Het artikel 433, WIB 92, legt aan de notaris die gevorderd is om een akte op te maken die de vervreemding of de hypothecaire aanwending van een onroerend goed, van een schip of een vaartuig tot voorwerp heeft, de verplichting op de ontvanger in wiens ambtsgebied de eigenaar of de vruchtgebruiker van het goed zijn woonplaats of zijn hoofdinrichting heeft en, daarenboven, zo het om een onroerend goed gaat, de ontvanger der belastingen in wiens ambtsgebied dat goed is gelegen, te verwittigen.

De eerst geciteerde ontvanger, bevoegd om de berichten te ontvangen betreffende handelingen gesteld door rechtspersonen onderworpen aan de vennootschapsbelasting, is bepaald in functie van de localisatie van deze rechtspersonen : het betreft de plaatselijke ontvanger.

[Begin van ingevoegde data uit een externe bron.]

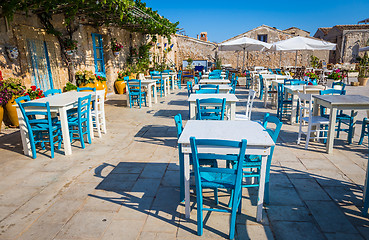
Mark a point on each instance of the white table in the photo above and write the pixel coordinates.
(293, 90)
(231, 100)
(59, 103)
(214, 81)
(335, 103)
(151, 90)
(223, 88)
(166, 79)
(258, 143)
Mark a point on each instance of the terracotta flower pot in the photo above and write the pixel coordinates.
(120, 86)
(11, 112)
(363, 81)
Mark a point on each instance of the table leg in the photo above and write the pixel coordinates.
(155, 93)
(149, 98)
(65, 131)
(293, 109)
(331, 130)
(187, 184)
(233, 111)
(24, 134)
(259, 211)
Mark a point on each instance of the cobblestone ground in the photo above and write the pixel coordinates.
(125, 185)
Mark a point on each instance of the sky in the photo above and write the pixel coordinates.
(225, 19)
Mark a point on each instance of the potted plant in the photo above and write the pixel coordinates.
(115, 46)
(16, 89)
(69, 87)
(85, 79)
(120, 84)
(5, 95)
(34, 93)
(102, 81)
(363, 70)
(70, 46)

De tweede ontvanger, eveneens bevoegd, is de ontvanger van de plaats van ligging van het goed.

Deze criteria om te bepalen welke kantoren bevoegd zijn voor de ontvangst van de berichten zijn dus louter geografisch.

Deze criteria moeten niet verward worden met de criteria die gehanteerd worden om te bepalen welke ontvangers bevoegd zijn voor het opmaken van de kennisgeving van de verschuldigde belastingen (toepassing van artikel 434, WIB 92).

In alle gevallen is de ontvanger in wiens ambtsgebied het onroerend goed gelegen is bevoegd om de kennisgeving van de aan zijn kantoor verschuldigde belastingen op te stellen.

Voor de andere belastingen, is de gespecialiseerde ontvanger als enige bevoegd om de kennisgeving op te maken : het betreft de ontvanger die belastis met de inning van de belastingen, uitgezonderd de onroerende voorheffing en de verkeersbelasting.

De plaatselijke ontvanger, die het bericht voorzien in voormeld artikel 433 ontvangt, is belast met de verzending hiervan aan de gespecialiseerde ontvanger die de door artikel 434, WIB 92, voorgeschreven verplichtingen vervult.

Ik heb overigens opdracht gegeven aan de administratie van de invordering om contact op te nemen met de Federatie van notarissen met het oog op het vermelden van de moeilijkheden betreffende dit onderwerp en om voorstellen ter oplossing hiervan aan te brengen.